Investing in staff and infrastructure


Subsidiaries often share with their parent a lot of back-office functions, technology and computer systems. Extricating them and setting up their own infrastructure can be time consuming and complicated. Before Envu was carved out of Bayer, for example, it didn’t have its own supply, finance, legal and HR functions, and more than 200 people, including at top level (out of a total workforce of c. 900 today), needed to be hired to stand up a viable independent business. Also, as part of the carve-out, Bayer envisaged an immediate IT separation with a new ERP, which was complex to implement and caused some disruption in processing orders in the weeks post-closing.


Quantifying these risks in terms of time and money before the transaction is hard and can only be based on estimates. Even with the best brains and lots of experience, you can still get it wrong.

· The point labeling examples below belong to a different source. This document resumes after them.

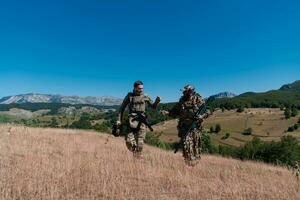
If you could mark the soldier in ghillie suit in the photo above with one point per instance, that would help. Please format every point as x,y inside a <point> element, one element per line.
<point>190,124</point>
<point>136,102</point>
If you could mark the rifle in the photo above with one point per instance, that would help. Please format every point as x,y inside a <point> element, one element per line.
<point>116,130</point>
<point>200,112</point>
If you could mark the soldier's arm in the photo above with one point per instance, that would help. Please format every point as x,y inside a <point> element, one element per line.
<point>122,108</point>
<point>150,102</point>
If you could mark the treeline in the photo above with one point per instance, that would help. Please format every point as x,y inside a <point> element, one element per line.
<point>284,152</point>
<point>54,107</point>
<point>272,99</point>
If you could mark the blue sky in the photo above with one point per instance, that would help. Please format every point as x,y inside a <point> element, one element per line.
<point>101,47</point>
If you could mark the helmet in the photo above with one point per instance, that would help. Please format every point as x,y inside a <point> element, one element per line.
<point>188,87</point>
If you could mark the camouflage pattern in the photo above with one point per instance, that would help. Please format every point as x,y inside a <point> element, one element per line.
<point>136,105</point>
<point>189,131</point>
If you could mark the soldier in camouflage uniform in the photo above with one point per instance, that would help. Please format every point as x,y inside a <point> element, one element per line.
<point>188,130</point>
<point>136,102</point>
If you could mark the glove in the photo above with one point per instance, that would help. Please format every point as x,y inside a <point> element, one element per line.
<point>164,112</point>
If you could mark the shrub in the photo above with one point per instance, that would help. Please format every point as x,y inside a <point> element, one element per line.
<point>247,131</point>
<point>240,109</point>
<point>287,113</point>
<point>294,112</point>
<point>226,136</point>
<point>218,128</point>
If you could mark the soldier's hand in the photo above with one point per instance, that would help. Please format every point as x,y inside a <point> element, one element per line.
<point>164,112</point>
<point>157,99</point>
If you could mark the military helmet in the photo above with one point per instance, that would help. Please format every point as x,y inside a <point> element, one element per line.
<point>188,87</point>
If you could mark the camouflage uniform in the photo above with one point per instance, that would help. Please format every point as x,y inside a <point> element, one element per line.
<point>188,131</point>
<point>137,131</point>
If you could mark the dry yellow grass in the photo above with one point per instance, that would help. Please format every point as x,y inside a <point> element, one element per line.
<point>70,164</point>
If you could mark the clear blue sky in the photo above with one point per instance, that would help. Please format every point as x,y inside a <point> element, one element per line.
<point>100,47</point>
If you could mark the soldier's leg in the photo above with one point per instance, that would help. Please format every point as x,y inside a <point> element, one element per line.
<point>197,143</point>
<point>130,141</point>
<point>189,146</point>
<point>140,137</point>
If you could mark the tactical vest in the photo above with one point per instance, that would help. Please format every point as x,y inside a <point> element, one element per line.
<point>137,103</point>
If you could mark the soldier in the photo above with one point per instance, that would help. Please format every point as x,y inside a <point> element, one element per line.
<point>189,126</point>
<point>136,102</point>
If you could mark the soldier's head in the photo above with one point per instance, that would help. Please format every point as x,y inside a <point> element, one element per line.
<point>138,87</point>
<point>188,90</point>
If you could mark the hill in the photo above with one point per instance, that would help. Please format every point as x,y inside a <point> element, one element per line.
<point>266,123</point>
<point>68,164</point>
<point>48,98</point>
<point>288,95</point>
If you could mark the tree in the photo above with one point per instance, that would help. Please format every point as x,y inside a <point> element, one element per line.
<point>247,131</point>
<point>218,128</point>
<point>287,113</point>
<point>53,122</point>
<point>240,109</point>
<point>294,112</point>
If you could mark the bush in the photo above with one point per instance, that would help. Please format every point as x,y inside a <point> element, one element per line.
<point>218,128</point>
<point>102,127</point>
<point>247,131</point>
<point>287,113</point>
<point>294,112</point>
<point>226,136</point>
<point>240,109</point>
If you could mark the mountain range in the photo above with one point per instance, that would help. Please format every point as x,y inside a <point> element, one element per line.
<point>48,98</point>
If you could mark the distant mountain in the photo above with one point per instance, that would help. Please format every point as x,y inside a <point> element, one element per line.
<point>292,86</point>
<point>224,95</point>
<point>48,98</point>
<point>288,95</point>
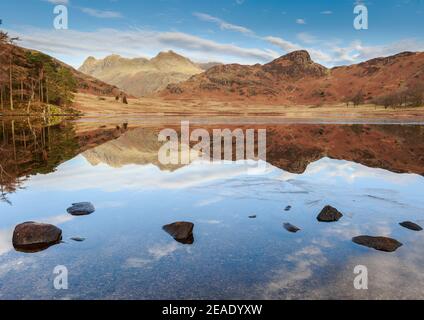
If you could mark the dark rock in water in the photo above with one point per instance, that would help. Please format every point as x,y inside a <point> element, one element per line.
<point>411,226</point>
<point>34,237</point>
<point>329,214</point>
<point>378,243</point>
<point>78,239</point>
<point>181,231</point>
<point>81,209</point>
<point>291,228</point>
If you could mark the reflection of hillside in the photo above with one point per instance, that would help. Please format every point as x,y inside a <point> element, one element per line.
<point>138,146</point>
<point>36,146</point>
<point>293,147</point>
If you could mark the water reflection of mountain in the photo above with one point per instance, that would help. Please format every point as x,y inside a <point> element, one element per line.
<point>37,146</point>
<point>397,148</point>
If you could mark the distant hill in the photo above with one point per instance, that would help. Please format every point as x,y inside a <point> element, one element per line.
<point>296,79</point>
<point>141,76</point>
<point>30,79</point>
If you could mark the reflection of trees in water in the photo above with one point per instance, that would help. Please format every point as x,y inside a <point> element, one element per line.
<point>31,146</point>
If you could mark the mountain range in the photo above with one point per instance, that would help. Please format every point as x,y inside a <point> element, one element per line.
<point>141,76</point>
<point>296,79</point>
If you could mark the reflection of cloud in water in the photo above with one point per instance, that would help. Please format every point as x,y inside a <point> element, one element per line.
<point>207,202</point>
<point>156,253</point>
<point>138,176</point>
<point>287,281</point>
<point>391,276</point>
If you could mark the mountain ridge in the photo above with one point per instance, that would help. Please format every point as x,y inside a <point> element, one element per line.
<point>296,79</point>
<point>142,76</point>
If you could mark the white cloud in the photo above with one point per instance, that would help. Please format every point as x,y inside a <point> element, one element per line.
<point>73,45</point>
<point>105,14</point>
<point>58,1</point>
<point>306,38</point>
<point>221,23</point>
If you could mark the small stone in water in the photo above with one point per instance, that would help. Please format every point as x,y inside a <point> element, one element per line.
<point>78,239</point>
<point>411,226</point>
<point>291,228</point>
<point>81,209</point>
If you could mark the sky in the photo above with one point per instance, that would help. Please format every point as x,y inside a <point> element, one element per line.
<point>228,31</point>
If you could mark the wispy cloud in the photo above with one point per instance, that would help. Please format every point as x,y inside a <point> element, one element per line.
<point>104,14</point>
<point>221,23</point>
<point>135,43</point>
<point>58,1</point>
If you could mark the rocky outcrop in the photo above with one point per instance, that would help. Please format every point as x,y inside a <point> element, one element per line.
<point>329,214</point>
<point>411,226</point>
<point>291,228</point>
<point>141,76</point>
<point>378,243</point>
<point>81,209</point>
<point>33,236</point>
<point>295,79</point>
<point>181,231</point>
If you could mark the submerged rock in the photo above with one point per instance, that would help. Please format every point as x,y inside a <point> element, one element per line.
<point>378,243</point>
<point>181,231</point>
<point>291,228</point>
<point>78,239</point>
<point>81,209</point>
<point>329,214</point>
<point>411,226</point>
<point>34,237</point>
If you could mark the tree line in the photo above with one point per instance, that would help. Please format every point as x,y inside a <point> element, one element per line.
<point>31,80</point>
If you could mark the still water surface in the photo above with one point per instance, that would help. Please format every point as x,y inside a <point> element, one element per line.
<point>373,174</point>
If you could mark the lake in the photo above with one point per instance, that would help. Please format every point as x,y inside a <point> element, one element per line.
<point>372,173</point>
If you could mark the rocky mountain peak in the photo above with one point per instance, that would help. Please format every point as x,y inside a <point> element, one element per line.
<point>296,64</point>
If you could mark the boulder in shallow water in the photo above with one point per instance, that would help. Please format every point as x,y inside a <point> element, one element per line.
<point>181,231</point>
<point>378,243</point>
<point>329,214</point>
<point>291,228</point>
<point>411,226</point>
<point>81,209</point>
<point>78,239</point>
<point>34,237</point>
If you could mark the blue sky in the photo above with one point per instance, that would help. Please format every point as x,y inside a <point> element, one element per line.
<point>243,31</point>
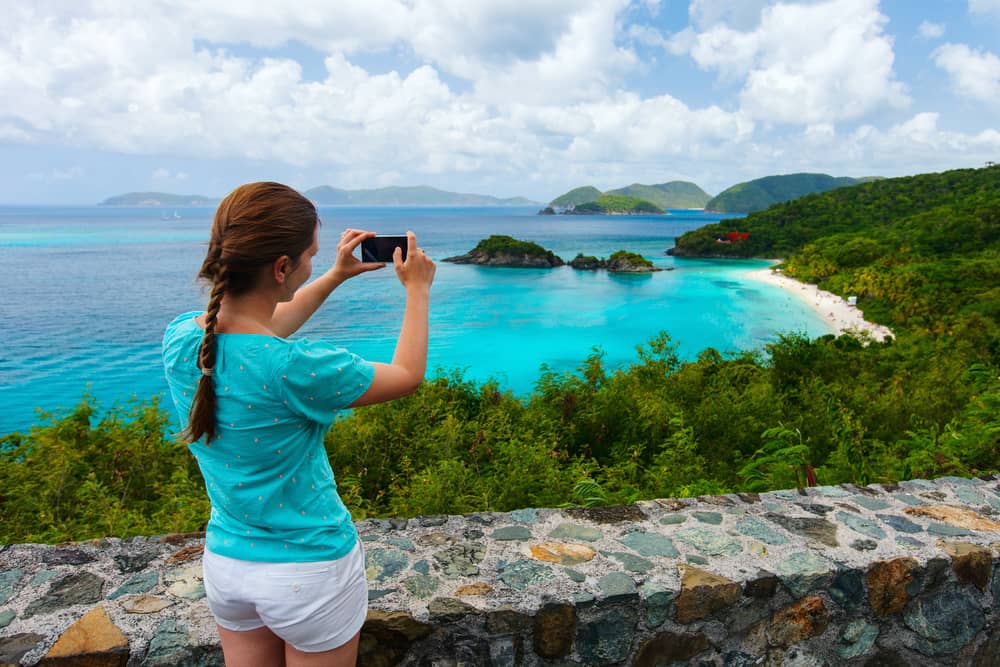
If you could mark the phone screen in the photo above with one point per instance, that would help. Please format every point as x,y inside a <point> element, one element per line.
<point>380,248</point>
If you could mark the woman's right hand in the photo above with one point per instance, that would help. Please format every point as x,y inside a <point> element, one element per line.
<point>418,269</point>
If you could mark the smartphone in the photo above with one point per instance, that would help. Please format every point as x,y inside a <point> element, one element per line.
<point>380,248</point>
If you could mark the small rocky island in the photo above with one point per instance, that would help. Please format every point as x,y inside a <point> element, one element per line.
<point>608,204</point>
<point>507,251</point>
<point>619,262</point>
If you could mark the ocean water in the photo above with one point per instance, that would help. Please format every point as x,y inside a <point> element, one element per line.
<point>87,292</point>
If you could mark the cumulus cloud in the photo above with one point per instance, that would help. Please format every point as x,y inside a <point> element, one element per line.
<point>973,73</point>
<point>984,7</point>
<point>802,63</point>
<point>928,30</point>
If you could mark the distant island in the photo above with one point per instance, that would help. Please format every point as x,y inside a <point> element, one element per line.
<point>506,251</point>
<point>607,204</point>
<point>419,195</point>
<point>159,199</point>
<point>765,192</point>
<point>325,195</point>
<point>632,199</point>
<point>619,262</point>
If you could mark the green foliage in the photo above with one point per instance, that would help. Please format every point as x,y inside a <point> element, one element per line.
<point>924,258</point>
<point>608,203</point>
<point>761,193</point>
<point>576,196</point>
<point>629,257</point>
<point>675,194</point>
<point>498,244</point>
<point>79,475</point>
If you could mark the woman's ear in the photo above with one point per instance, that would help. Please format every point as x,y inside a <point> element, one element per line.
<point>281,268</point>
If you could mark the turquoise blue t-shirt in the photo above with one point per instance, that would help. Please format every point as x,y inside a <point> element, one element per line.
<point>273,494</point>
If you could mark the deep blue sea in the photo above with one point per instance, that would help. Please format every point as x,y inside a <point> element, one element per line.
<point>87,291</point>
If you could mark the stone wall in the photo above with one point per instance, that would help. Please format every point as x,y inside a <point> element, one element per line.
<point>879,575</point>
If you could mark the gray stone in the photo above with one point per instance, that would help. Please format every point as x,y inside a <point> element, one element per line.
<point>523,574</point>
<point>503,651</point>
<point>381,564</point>
<point>873,504</point>
<point>709,542</point>
<point>42,576</point>
<point>899,523</point>
<point>575,531</point>
<point>421,585</point>
<point>658,602</point>
<point>511,533</point>
<point>848,589</point>
<point>969,495</point>
<point>140,583</point>
<point>617,586</point>
<point>8,584</point>
<point>449,610</point>
<point>461,560</point>
<point>819,509</point>
<point>631,562</point>
<point>73,589</point>
<point>760,530</point>
<point>857,638</point>
<point>819,530</point>
<point>13,648</point>
<point>404,543</point>
<point>830,491</point>
<point>802,571</point>
<point>70,556</point>
<point>528,515</point>
<point>909,542</point>
<point>432,520</point>
<point>650,544</point>
<point>611,514</point>
<point>944,622</point>
<point>135,562</point>
<point>861,525</point>
<point>607,639</point>
<point>947,530</point>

Success also depends on taking the employees and management with you. This means preparing them for cultural change. The time taken before the deal to get to know senior management and explain your strategy and goals is time well spent. It definitely helps convert trepidation into excitement and optimism.


The same is true of town hall-style meetings – either in person or virtual – with wider groups of staff after the deal. We often hold the first few board meetings in relevant locations around the world, perhaps an R&D centre in Italy or a sales office in Singapore. This is a great way for the company to get to know us better – and vice versa.


It’s also vital to set the right targets. There’s no rule of thumb for this. The process depends on the business, the people, the market. It must be iterative. Ultimately, though, your target has got to be for the company to become the best it can be – and ideally the best in its sector. Everything should work towards that outcome.


When you find the right target, do the right deal, set it up to stand on its own, motivate management and staff, invest in R&D, then growth and profitability should follow. Many of Cinven’s former corporate orphans are now sector heroes with happy customers. That’s when you exit, because you have been able to create value, which makes your investors happy. And that is why corporate carve-outs are among the most rewarding challenges in private equity.